Labour export should be accompanied by controls

What you need to know:

  • The issue: Labour export.
  • Our view: Government needs to directly get involved to ensure the welfare and working conditions of their citizens in Oman is secure and abuses are stopped. A country has a great role to protect its nationals beyond the rhetoric.

Government has frozen the export of Ugandans to work in Oman, in the Middle East, pending a probe into a litany of alleged grotesque rights violations and abuses. This is not the first ban government is imposing on the labour export to Oman. Last year, Uganda blocked job hunters particularly domestic workers from going to Oman, saying it cannot guarantee that the workers will be safe while on duty there.

Minister of Gender Janat Mukwaya while issuing the ban in 2017 recounted a spate of rising cases of abuse on Uganda girls in the Middle East, some of which included sexual molestation, torture or denial of pay. She also said Oman had registered the highest number of incidents of human trafficking where Ugandans have emerged victims.

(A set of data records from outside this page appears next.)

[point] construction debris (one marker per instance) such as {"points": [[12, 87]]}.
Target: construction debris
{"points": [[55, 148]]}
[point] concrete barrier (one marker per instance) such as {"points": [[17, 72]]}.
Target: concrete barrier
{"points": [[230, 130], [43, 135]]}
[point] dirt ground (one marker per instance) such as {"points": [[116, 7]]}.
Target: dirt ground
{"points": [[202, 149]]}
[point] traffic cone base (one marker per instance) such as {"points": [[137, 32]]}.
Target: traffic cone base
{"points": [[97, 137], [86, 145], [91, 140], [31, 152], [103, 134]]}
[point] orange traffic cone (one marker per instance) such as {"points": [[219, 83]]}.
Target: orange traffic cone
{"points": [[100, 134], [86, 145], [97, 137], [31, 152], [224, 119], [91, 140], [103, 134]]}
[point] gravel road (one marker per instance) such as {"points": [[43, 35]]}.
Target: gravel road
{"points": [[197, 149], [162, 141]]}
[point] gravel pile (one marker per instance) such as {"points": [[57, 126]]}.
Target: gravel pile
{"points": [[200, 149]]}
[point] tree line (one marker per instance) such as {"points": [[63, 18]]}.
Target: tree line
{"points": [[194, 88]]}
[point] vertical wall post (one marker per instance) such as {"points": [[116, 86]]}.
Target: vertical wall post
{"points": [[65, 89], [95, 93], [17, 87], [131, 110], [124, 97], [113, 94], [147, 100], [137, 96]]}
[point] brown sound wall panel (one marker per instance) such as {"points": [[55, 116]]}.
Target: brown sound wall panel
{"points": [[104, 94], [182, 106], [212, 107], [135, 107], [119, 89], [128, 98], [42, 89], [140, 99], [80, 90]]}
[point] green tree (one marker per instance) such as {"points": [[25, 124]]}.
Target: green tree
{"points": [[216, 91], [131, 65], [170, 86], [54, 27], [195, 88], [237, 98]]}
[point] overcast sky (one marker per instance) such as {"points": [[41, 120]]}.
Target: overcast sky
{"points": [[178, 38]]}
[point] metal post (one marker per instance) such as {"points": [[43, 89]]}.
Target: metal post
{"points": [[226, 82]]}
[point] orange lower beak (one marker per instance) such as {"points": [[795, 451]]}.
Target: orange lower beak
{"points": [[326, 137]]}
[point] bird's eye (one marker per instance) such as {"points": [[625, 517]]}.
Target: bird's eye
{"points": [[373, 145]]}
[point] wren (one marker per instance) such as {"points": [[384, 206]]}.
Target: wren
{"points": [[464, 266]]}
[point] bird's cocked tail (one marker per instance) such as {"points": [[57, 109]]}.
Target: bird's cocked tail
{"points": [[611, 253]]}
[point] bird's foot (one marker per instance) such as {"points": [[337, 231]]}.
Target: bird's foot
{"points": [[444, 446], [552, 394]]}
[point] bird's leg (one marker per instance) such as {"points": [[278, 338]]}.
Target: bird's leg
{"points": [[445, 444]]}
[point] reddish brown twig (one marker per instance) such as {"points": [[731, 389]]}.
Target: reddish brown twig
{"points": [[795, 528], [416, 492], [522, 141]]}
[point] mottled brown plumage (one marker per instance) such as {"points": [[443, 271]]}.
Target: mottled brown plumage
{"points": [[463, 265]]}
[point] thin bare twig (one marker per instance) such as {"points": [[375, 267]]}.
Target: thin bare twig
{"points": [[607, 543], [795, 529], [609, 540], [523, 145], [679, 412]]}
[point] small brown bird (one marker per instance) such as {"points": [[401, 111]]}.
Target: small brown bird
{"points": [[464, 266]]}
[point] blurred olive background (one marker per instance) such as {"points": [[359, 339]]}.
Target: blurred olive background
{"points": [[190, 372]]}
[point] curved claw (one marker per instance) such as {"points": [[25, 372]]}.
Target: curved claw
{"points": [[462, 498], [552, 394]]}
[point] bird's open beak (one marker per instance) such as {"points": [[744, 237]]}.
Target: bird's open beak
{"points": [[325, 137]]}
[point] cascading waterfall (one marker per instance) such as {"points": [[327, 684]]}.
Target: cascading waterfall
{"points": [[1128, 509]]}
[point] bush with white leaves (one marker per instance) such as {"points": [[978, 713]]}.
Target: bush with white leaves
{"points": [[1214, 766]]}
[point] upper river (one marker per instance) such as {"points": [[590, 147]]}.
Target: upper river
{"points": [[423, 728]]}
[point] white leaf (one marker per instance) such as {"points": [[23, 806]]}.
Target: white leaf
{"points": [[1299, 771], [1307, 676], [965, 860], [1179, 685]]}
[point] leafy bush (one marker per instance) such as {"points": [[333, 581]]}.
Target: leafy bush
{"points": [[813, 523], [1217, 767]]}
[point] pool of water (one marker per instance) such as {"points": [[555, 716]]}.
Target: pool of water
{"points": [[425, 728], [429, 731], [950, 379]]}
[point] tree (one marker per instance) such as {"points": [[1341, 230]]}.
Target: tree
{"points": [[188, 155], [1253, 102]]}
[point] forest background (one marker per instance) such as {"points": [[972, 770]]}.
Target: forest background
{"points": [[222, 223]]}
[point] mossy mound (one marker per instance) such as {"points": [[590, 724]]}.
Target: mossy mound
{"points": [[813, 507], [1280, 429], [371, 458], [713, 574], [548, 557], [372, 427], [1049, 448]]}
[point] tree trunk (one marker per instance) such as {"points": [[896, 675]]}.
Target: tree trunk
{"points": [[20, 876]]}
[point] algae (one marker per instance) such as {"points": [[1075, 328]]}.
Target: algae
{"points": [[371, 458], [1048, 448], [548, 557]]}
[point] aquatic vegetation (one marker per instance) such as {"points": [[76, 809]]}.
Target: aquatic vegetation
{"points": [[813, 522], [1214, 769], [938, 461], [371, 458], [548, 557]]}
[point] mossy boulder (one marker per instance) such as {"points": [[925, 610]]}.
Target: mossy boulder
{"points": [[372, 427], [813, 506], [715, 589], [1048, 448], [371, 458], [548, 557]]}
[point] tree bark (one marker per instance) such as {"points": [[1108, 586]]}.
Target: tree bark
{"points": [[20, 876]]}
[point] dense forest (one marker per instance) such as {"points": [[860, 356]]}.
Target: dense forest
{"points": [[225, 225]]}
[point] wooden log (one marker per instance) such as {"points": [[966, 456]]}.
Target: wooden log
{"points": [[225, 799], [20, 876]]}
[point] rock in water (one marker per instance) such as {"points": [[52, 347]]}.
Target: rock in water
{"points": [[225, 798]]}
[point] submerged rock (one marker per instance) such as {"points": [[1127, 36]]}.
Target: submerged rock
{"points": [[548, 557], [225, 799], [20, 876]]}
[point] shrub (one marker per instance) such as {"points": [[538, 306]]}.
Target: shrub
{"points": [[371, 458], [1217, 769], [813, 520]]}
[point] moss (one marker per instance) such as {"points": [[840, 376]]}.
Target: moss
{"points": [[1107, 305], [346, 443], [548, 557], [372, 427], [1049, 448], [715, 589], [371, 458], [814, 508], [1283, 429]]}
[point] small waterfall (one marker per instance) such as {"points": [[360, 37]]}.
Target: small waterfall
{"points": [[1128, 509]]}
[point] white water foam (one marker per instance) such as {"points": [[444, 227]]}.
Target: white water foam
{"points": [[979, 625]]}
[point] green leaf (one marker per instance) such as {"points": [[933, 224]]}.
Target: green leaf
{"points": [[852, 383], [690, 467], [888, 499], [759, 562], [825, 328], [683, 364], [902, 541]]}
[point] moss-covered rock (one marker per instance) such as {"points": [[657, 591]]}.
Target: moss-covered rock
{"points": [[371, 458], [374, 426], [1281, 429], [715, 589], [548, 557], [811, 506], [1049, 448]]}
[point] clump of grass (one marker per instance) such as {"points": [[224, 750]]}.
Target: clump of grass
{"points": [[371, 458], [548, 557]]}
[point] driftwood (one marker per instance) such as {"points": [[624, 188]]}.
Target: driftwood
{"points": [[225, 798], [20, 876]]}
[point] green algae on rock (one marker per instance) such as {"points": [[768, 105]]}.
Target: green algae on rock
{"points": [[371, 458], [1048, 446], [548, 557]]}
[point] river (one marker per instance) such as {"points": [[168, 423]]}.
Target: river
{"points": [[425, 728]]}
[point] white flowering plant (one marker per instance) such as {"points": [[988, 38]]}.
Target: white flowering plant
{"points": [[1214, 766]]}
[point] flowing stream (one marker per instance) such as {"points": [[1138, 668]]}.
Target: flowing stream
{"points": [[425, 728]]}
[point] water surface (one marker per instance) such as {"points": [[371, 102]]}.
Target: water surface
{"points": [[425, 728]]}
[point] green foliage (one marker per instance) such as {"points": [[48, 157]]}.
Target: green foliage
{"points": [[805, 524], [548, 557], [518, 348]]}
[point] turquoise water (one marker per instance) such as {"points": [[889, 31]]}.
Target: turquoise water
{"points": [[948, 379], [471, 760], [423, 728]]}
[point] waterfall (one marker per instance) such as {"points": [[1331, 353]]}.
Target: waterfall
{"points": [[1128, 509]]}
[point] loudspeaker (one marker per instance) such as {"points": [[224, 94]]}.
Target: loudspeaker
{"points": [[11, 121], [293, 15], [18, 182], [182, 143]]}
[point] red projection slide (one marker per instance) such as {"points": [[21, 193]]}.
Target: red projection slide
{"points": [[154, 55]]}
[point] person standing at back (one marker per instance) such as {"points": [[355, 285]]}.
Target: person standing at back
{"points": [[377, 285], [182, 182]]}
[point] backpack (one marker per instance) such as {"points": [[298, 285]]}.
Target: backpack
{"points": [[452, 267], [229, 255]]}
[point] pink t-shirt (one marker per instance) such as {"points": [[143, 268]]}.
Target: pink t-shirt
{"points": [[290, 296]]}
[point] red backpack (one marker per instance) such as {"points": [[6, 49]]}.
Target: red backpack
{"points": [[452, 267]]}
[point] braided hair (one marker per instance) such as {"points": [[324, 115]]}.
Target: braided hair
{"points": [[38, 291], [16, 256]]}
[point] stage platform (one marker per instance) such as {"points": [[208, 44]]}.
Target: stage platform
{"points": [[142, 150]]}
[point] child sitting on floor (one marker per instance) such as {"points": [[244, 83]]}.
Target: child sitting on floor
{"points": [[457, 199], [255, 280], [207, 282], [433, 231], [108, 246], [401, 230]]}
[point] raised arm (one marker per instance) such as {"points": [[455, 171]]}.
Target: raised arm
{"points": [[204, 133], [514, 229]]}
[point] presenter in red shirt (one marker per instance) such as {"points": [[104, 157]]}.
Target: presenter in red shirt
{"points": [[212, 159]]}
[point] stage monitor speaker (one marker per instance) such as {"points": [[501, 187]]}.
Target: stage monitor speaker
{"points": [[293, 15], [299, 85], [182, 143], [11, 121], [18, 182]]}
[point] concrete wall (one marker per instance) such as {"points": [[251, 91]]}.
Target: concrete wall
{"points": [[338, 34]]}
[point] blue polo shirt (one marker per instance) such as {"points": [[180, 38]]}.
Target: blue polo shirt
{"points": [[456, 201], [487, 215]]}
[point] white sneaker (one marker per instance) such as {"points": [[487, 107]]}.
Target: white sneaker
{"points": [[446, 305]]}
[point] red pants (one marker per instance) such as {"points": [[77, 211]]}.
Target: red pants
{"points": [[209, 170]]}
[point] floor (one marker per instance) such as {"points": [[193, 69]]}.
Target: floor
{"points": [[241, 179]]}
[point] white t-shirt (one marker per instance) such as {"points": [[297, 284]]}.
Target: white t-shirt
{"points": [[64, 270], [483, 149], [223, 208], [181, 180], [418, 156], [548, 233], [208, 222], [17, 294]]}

This second suspension, therefore, needs to come with stringent measures to ensure good comes from it.
The Monitor has reported several cases of victims’ testimonies, detailing alleged ill-treatment of Ugandan women hired as domestic workers in Oman and turned into sex slaves. It is also reported that most victims are individuals processed for the jobs by companies that have not signed up with Uganda government to regularise their business, presenting to authorities a challenge of how to trace their whereabouts or demand accountability.

On top of this, the victims are fleeced; they pay through the nose to access these jobs in Oman where they end up molested.
The catalyst is the high rate of unemployment in the country standing at about 80 per cent, according to the Uganda National Bureau of Standards 2017 report, which has left the youth very vulnerable.

However, beyond bans and suspensions, government needs to directly get involved to ensure the welfare and working conditions of their citizens in Oman is secure and abuses are stopped. A country has a great role to protect its nationals beyond the rhetoric. The mere fact that this is a second ban in a year means that enough was not done to stem the problem.
Government, as it regulates the labour exports, should also look into the issue of the obscene amounts of money people are paying to secure jobs in the Middle East, given that the same nationals are unemployed here with limited resources to secure jobs abroad.

We, therefore, commend government for setting up an ad hoc committee to investigate this and as well as the proposal to dispatch a fact-finding team to Muscat, Oman to confer with officials over there and help Uganda determine whether to terminate forever the export of Ugandans for jobs in Oman or not.